Many Democrats seem to think the best policy on Iraq for the November elections is to say as little as possible. They worry that Republicans will brand them “unpatriotic” if they are too critical of Bush’s policies in Iraq — if they dare, that is, to use Iraq to “nationalize” the election. However, failing to do so could be an even more costly mistake for Democrats.
James Carville and Stan Greenberg make just this point in an important strategy memo released Wednesday. Drawing on new survey data, they say “voters are prepared for an upheaval and change of party control, if the challengers define this election, run as outsiders and show voters where they would take the country.” What Democrats need to do, Carville and Greenberg argue, is turn this election into a referendum on the Republican party and its overall agenda — that is, nationalize the election around George Bush. Iraq is one of the two most powerful cards Democrats have to play (the economy is the other).

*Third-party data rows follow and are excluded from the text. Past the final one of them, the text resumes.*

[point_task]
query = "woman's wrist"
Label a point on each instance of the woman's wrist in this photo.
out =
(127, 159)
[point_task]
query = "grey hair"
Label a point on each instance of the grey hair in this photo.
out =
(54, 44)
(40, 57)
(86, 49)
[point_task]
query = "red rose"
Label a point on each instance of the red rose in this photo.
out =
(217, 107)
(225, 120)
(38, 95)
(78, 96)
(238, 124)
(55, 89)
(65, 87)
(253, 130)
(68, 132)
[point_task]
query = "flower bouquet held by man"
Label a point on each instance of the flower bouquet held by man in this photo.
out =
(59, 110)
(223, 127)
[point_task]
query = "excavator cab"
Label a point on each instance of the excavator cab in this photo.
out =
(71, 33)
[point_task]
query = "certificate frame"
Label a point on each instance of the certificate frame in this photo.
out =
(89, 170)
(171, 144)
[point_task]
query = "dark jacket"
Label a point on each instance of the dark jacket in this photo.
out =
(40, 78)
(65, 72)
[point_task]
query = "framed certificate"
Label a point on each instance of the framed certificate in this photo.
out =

Many voters are ready for a change. If Democrats hope to capitalize on the unrest, they need to give these voters reason to vote Republicans out office. It turns out that Democrats who run hard against Bush and the Republican’s national agenda do better than those who run only against the particular weaknesses and errors of the Republican incumbent. All politics may be local, as Tip O’Neill once quipped, but as the Republicans showed in 1994, sometimes you win locally by defining the election nationally.
Al-Zarqawi’s death may cause some Democrats to hesitate. It shouldn’t. There has been too much lying and too many broken promises. The public is now ready for some straight talk on how to get our troops out of Iraq. Indeed, as Carville and Greenberg point out, vagueness on the war will be an electoral liability. In November, clarity on Iraq is likely to be equated with leadership.
Peter Trubowitz is a professor at the University of Texas at Austin and the author of Defining the National Interest: Conflict and Change in American Foreign Policy.